American filmmaker (born 1971)

Alex Turner (born 1971) is an American film director, producer and screenwriter, best known for his work in the horror film genre, including the film Dead Birds.

== Biography ==
Turner was born and raised in New York City, New York. He made his first film with a home movie camera given to him by his father, photographer Pete Turner when he was nine years old on Super 8mm. After graduating from the film program at SUNY Purchase, Turner moved to Los Angeles and worked on commercials and as a production assistant on low budget horror films, such as Anthony Hickox's Warlock: The Armageddon.

Alex's short film Chuck screened in over thirty film festivals. It was featured on the Sci-Fi Channel, and won the Rod Serling award at the 2001 Long Island Film Festival. Turner's second short film, Disposal, starring JK Simmons, was broadcast on IFC and was shown as part of LACMA's 2004 Young Directors Night.

Dead Birds, Turner's first feature, starring Henry Thomas, Isaiah Washington and Patrick Fugit, premiered at the 2004 Toronto International Film Festival.
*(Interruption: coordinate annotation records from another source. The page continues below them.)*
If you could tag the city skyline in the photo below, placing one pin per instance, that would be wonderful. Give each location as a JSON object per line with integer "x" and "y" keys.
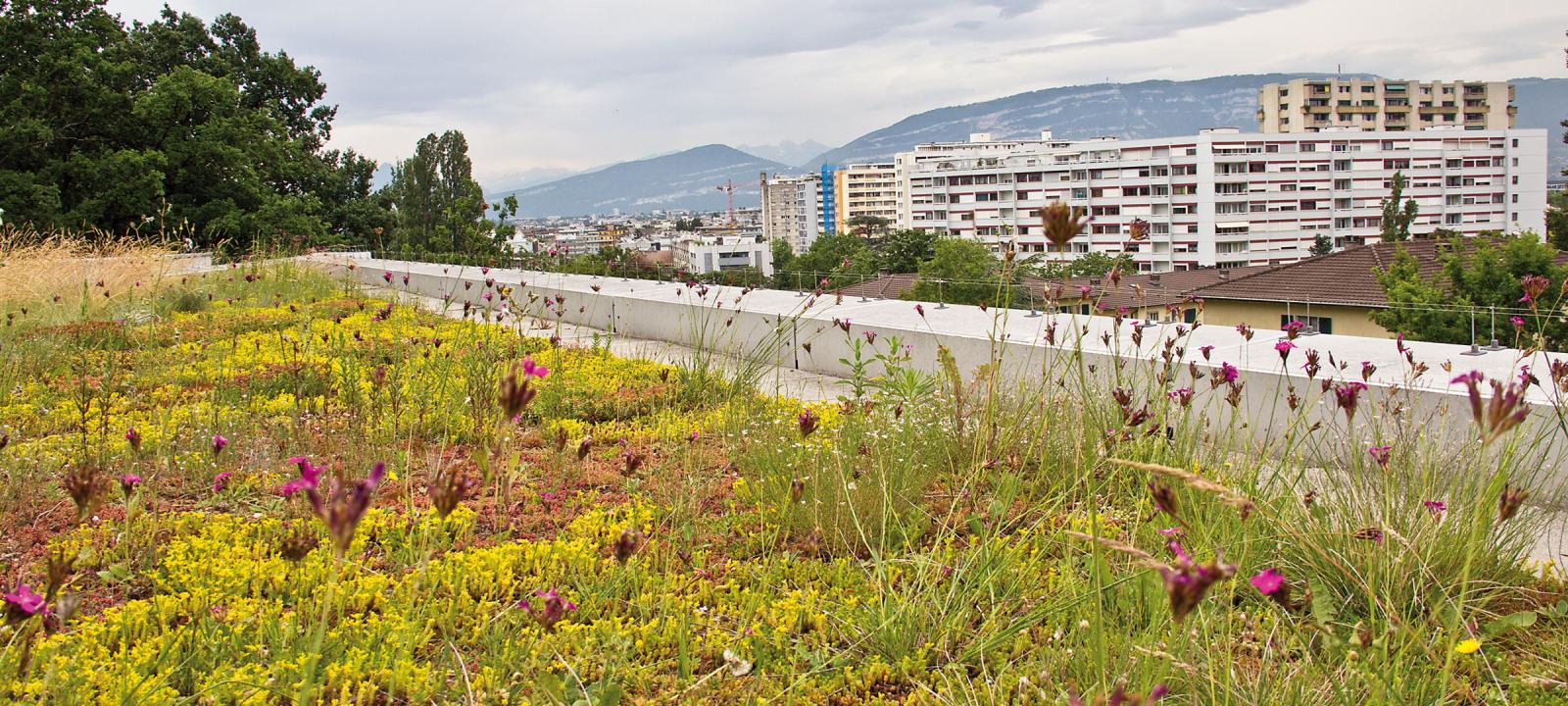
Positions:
{"x": 663, "y": 77}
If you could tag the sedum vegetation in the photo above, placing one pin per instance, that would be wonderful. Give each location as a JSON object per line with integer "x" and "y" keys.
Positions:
{"x": 263, "y": 485}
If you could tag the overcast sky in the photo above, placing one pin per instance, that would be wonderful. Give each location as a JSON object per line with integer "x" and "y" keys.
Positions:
{"x": 574, "y": 83}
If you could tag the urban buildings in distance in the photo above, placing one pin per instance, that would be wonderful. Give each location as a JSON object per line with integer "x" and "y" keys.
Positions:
{"x": 1225, "y": 198}
{"x": 1316, "y": 173}
{"x": 1385, "y": 104}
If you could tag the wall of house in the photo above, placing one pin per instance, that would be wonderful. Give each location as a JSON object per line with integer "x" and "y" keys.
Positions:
{"x": 1348, "y": 321}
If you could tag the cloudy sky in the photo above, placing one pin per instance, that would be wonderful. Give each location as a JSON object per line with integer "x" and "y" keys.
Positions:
{"x": 587, "y": 82}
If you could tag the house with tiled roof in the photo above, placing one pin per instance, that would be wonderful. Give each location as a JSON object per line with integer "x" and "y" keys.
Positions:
{"x": 1333, "y": 294}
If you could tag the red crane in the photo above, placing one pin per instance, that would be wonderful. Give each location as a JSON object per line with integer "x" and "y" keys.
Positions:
{"x": 729, "y": 193}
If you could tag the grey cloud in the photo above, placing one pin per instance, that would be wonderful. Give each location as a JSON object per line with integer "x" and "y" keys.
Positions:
{"x": 587, "y": 82}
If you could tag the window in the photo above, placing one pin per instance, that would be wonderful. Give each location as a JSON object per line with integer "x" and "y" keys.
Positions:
{"x": 1319, "y": 324}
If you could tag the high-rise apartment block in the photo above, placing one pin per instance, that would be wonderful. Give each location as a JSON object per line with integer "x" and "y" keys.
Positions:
{"x": 1384, "y": 104}
{"x": 791, "y": 209}
{"x": 864, "y": 192}
{"x": 1223, "y": 198}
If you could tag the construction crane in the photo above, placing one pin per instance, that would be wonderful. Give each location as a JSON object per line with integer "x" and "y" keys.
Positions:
{"x": 729, "y": 195}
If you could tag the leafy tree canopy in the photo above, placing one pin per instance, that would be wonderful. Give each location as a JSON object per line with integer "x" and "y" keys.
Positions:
{"x": 179, "y": 126}
{"x": 960, "y": 272}
{"x": 1479, "y": 275}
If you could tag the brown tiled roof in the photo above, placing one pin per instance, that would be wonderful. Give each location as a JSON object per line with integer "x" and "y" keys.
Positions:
{"x": 1134, "y": 290}
{"x": 1338, "y": 278}
{"x": 1348, "y": 277}
{"x": 1142, "y": 289}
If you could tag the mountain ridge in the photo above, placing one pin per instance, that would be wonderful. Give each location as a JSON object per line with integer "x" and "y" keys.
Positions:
{"x": 1129, "y": 110}
{"x": 681, "y": 180}
{"x": 1136, "y": 110}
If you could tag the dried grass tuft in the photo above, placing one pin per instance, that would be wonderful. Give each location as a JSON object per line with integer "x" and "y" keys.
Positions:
{"x": 38, "y": 267}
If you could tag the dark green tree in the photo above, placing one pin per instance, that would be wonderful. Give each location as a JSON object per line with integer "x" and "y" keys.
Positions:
{"x": 504, "y": 212}
{"x": 1087, "y": 264}
{"x": 176, "y": 126}
{"x": 439, "y": 206}
{"x": 1397, "y": 211}
{"x": 1481, "y": 275}
{"x": 867, "y": 225}
{"x": 783, "y": 255}
{"x": 1557, "y": 220}
{"x": 958, "y": 272}
{"x": 906, "y": 250}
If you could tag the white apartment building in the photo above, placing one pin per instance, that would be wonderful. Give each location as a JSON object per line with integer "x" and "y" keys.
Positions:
{"x": 791, "y": 209}
{"x": 723, "y": 250}
{"x": 1225, "y": 198}
{"x": 1385, "y": 104}
{"x": 866, "y": 190}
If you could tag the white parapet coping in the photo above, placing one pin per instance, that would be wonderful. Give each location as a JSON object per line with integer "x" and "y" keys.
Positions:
{"x": 776, "y": 326}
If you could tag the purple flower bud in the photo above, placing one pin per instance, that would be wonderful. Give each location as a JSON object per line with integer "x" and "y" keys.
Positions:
{"x": 21, "y": 603}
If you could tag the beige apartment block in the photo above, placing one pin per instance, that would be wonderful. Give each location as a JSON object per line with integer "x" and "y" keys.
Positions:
{"x": 1384, "y": 106}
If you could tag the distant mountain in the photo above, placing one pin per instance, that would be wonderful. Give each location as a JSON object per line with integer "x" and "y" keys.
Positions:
{"x": 381, "y": 176}
{"x": 1544, "y": 102}
{"x": 1136, "y": 110}
{"x": 1128, "y": 110}
{"x": 789, "y": 151}
{"x": 525, "y": 177}
{"x": 686, "y": 179}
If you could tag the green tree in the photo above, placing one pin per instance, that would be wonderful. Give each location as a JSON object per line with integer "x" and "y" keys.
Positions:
{"x": 867, "y": 225}
{"x": 439, "y": 206}
{"x": 906, "y": 250}
{"x": 1397, "y": 211}
{"x": 1087, "y": 264}
{"x": 841, "y": 259}
{"x": 960, "y": 271}
{"x": 1557, "y": 220}
{"x": 1479, "y": 275}
{"x": 783, "y": 255}
{"x": 506, "y": 211}
{"x": 176, "y": 126}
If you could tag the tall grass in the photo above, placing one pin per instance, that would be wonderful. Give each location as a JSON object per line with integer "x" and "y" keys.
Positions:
{"x": 937, "y": 535}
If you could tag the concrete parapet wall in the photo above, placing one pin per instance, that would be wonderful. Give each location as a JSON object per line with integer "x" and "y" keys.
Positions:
{"x": 776, "y": 327}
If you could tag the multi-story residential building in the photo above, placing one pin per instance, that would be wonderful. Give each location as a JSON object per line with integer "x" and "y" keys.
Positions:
{"x": 1225, "y": 198}
{"x": 791, "y": 209}
{"x": 723, "y": 248}
{"x": 827, "y": 200}
{"x": 1384, "y": 104}
{"x": 866, "y": 190}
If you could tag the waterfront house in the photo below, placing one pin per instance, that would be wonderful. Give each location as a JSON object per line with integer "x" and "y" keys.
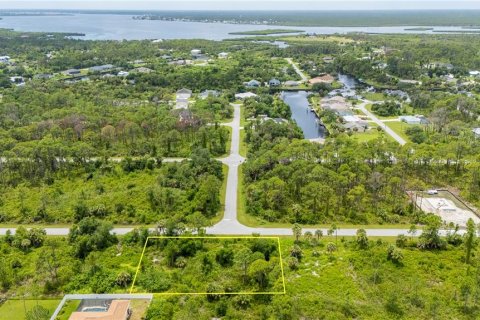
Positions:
{"x": 245, "y": 95}
{"x": 274, "y": 83}
{"x": 184, "y": 94}
{"x": 182, "y": 97}
{"x": 43, "y": 76}
{"x": 328, "y": 59}
{"x": 417, "y": 119}
{"x": 71, "y": 72}
{"x": 104, "y": 67}
{"x": 291, "y": 83}
{"x": 209, "y": 93}
{"x": 252, "y": 84}
{"x": 322, "y": 79}
{"x": 142, "y": 70}
{"x": 196, "y": 53}
{"x": 117, "y": 310}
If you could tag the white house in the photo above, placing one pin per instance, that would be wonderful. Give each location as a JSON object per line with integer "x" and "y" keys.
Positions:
{"x": 413, "y": 119}
{"x": 245, "y": 95}
{"x": 196, "y": 53}
{"x": 182, "y": 97}
{"x": 252, "y": 84}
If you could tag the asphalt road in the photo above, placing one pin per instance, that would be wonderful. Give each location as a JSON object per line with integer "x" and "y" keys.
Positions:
{"x": 381, "y": 124}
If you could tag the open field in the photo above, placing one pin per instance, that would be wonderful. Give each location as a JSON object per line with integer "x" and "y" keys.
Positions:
{"x": 205, "y": 265}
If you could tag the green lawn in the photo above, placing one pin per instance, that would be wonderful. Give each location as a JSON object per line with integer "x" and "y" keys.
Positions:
{"x": 369, "y": 108}
{"x": 374, "y": 96}
{"x": 243, "y": 145}
{"x": 399, "y": 128}
{"x": 223, "y": 192}
{"x": 16, "y": 309}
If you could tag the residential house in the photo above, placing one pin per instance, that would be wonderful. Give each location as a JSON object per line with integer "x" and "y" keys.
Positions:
{"x": 142, "y": 70}
{"x": 117, "y": 310}
{"x": 274, "y": 83}
{"x": 196, "y": 53}
{"x": 322, "y": 79}
{"x": 18, "y": 80}
{"x": 71, "y": 72}
{"x": 417, "y": 119}
{"x": 209, "y": 93}
{"x": 43, "y": 76}
{"x": 104, "y": 67}
{"x": 182, "y": 97}
{"x": 252, "y": 84}
{"x": 291, "y": 83}
{"x": 328, "y": 59}
{"x": 245, "y": 95}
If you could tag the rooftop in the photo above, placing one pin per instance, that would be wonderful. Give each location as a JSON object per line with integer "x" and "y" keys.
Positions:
{"x": 118, "y": 310}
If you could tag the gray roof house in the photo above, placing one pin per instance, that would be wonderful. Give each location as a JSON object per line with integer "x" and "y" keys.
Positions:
{"x": 184, "y": 94}
{"x": 252, "y": 84}
{"x": 182, "y": 97}
{"x": 43, "y": 76}
{"x": 291, "y": 83}
{"x": 274, "y": 83}
{"x": 71, "y": 72}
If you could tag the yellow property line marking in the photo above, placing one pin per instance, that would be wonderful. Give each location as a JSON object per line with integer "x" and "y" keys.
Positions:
{"x": 216, "y": 293}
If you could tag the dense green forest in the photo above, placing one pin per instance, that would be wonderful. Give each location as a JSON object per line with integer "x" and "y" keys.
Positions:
{"x": 342, "y": 277}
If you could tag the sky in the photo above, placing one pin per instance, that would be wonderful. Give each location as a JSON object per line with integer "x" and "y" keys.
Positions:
{"x": 243, "y": 4}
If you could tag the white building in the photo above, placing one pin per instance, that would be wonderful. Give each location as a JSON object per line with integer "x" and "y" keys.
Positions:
{"x": 223, "y": 55}
{"x": 245, "y": 95}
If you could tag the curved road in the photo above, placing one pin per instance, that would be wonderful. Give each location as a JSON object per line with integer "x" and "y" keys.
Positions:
{"x": 230, "y": 225}
{"x": 380, "y": 123}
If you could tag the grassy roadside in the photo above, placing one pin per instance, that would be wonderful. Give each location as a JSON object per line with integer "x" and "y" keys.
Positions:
{"x": 399, "y": 128}
{"x": 243, "y": 146}
{"x": 17, "y": 309}
{"x": 223, "y": 193}
{"x": 254, "y": 222}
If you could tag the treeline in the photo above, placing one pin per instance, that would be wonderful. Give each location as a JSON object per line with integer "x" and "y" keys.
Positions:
{"x": 345, "y": 181}
{"x": 127, "y": 191}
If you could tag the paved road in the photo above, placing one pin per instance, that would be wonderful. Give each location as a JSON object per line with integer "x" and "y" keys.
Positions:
{"x": 382, "y": 125}
{"x": 230, "y": 225}
{"x": 297, "y": 70}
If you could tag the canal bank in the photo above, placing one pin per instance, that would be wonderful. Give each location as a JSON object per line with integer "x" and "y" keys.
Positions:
{"x": 303, "y": 115}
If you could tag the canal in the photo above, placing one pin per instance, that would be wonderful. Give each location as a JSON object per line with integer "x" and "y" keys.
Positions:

In a positive review, Bloody Disgusting said, "Director Alex Turner masterfully tells the story with visuals rather than spending a great deal of time with dialogue."

In 2009 Turner returned to the genre with Red Sands, a psychological thriller starring Shane West, Aldis Hodge, Leonard Roberts, Callum Blue, JK Simmons, Theo Rossi and Noel Gugliemi as US soldiers serving in Afghanistan just after the 2001 US invasion. In a mixed review, Dread Central said, "Director Alex Turner manages to deliver nominal tension and a couple semi-solid scares, but mines no new territory."